Boost logo

Boost-Commit :

Subject: [Boost-commit] svn:boost r76790 - branches/quickbook-dev/tools/quickbook/src
From: dnljms_at_[hidden]
Date: 2012-01-29 19:06:37


Author: danieljames
Date: 2012-01-29 19:06:36 EST (Sun, 29 Jan 2012)
New Revision: 76790
URL: http://svn.boost.org/trac/boost/changeset/76790

Log:
Quickbook: Fix handling UTF-8 characters in the syntax highlighter.

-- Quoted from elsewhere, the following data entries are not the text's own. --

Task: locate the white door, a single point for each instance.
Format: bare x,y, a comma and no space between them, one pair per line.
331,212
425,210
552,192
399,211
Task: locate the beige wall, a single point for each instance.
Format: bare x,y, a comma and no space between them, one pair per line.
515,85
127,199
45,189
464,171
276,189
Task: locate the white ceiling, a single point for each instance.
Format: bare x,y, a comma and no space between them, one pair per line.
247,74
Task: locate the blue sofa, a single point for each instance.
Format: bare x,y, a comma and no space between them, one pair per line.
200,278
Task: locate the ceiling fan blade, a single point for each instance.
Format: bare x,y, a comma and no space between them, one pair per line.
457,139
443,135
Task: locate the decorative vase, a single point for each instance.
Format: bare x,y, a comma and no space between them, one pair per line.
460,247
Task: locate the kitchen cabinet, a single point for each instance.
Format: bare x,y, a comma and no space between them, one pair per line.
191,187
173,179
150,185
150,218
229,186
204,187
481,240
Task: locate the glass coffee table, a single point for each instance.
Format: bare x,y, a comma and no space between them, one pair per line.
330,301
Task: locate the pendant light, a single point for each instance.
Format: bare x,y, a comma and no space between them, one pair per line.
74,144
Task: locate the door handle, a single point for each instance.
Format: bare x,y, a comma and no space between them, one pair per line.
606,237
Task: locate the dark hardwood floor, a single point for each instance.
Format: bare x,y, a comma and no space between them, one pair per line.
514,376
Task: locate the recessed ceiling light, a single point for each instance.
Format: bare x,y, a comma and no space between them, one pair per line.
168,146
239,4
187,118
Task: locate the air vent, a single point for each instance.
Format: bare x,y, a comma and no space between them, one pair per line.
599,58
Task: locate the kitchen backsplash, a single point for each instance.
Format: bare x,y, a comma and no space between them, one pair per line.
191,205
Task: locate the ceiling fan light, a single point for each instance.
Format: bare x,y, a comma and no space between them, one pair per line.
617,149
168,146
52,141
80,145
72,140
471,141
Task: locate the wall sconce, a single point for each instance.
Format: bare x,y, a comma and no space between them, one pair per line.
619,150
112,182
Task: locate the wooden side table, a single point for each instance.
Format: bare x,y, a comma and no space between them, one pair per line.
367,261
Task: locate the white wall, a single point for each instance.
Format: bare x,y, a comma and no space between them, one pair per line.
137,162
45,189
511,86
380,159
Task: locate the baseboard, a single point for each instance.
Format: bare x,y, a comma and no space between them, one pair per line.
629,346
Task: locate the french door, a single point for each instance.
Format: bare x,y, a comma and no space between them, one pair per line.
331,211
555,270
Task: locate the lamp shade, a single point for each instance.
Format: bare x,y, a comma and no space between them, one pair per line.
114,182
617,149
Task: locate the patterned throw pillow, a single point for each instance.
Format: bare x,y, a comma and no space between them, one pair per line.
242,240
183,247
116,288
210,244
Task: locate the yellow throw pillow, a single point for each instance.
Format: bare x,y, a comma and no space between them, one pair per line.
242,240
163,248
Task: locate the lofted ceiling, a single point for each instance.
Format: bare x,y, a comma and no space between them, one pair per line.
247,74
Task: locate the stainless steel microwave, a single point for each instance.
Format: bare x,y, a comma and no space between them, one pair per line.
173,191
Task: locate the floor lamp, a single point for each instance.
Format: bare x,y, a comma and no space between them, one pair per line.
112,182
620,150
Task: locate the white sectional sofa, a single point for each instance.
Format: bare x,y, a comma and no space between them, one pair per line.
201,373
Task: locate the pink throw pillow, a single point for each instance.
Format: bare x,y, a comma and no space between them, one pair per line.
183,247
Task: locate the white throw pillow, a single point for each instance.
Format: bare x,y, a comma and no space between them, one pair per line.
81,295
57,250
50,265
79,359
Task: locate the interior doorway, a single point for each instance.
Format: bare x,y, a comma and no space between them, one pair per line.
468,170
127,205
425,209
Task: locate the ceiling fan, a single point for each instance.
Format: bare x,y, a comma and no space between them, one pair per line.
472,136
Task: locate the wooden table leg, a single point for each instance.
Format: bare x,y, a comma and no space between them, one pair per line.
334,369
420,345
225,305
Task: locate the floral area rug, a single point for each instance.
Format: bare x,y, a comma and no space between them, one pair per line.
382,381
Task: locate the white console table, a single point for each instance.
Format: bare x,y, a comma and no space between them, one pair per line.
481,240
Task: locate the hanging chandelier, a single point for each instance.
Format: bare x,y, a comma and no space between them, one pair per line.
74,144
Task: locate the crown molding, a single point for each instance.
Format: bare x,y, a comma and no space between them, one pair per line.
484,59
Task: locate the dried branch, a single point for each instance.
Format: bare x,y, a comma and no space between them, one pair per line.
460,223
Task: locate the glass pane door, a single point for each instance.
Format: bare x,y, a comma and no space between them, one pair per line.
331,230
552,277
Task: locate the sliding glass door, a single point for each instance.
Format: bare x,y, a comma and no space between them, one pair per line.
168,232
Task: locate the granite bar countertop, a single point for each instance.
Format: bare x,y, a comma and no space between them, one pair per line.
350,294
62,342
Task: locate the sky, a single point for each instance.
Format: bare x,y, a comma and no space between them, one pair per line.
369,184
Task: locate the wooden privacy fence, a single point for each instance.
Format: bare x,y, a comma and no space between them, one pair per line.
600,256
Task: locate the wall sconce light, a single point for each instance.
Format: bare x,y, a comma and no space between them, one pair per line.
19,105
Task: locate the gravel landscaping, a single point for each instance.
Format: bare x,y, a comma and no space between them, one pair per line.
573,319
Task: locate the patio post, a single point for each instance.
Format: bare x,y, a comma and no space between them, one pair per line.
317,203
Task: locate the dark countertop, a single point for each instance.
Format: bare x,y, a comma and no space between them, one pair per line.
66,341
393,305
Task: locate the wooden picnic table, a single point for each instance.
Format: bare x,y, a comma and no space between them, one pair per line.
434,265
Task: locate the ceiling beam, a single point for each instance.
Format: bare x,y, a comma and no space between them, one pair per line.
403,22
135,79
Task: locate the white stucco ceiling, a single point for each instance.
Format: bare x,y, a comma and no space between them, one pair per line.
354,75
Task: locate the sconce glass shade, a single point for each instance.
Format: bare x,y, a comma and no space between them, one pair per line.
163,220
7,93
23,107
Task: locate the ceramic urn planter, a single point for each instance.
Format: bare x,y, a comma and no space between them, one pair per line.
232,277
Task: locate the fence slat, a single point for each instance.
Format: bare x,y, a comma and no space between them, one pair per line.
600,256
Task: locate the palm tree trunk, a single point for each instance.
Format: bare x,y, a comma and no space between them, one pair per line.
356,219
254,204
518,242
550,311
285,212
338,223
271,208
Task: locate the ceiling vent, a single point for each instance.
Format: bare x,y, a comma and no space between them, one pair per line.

So far, quickbook has just pretended that it's dealing with a single
byte encoding. For the most part this works quite well due to the
design of UTF-8, but the syntax highlighter needs to pick out individual
characters correctly, so implement just enough to do that. Does odd
things with invalid UTF-8.
Text files modified:
   branches/quickbook-dev/tools/quickbook/src/parsers.hpp | 42 ++++++++++++++++++++++++++++++++++++++++
   branches/quickbook-dev/tools/quickbook/src/syntax_highlight.cpp | 10 ++++----
   2 files changed, 47 insertions(+), 5 deletions(-)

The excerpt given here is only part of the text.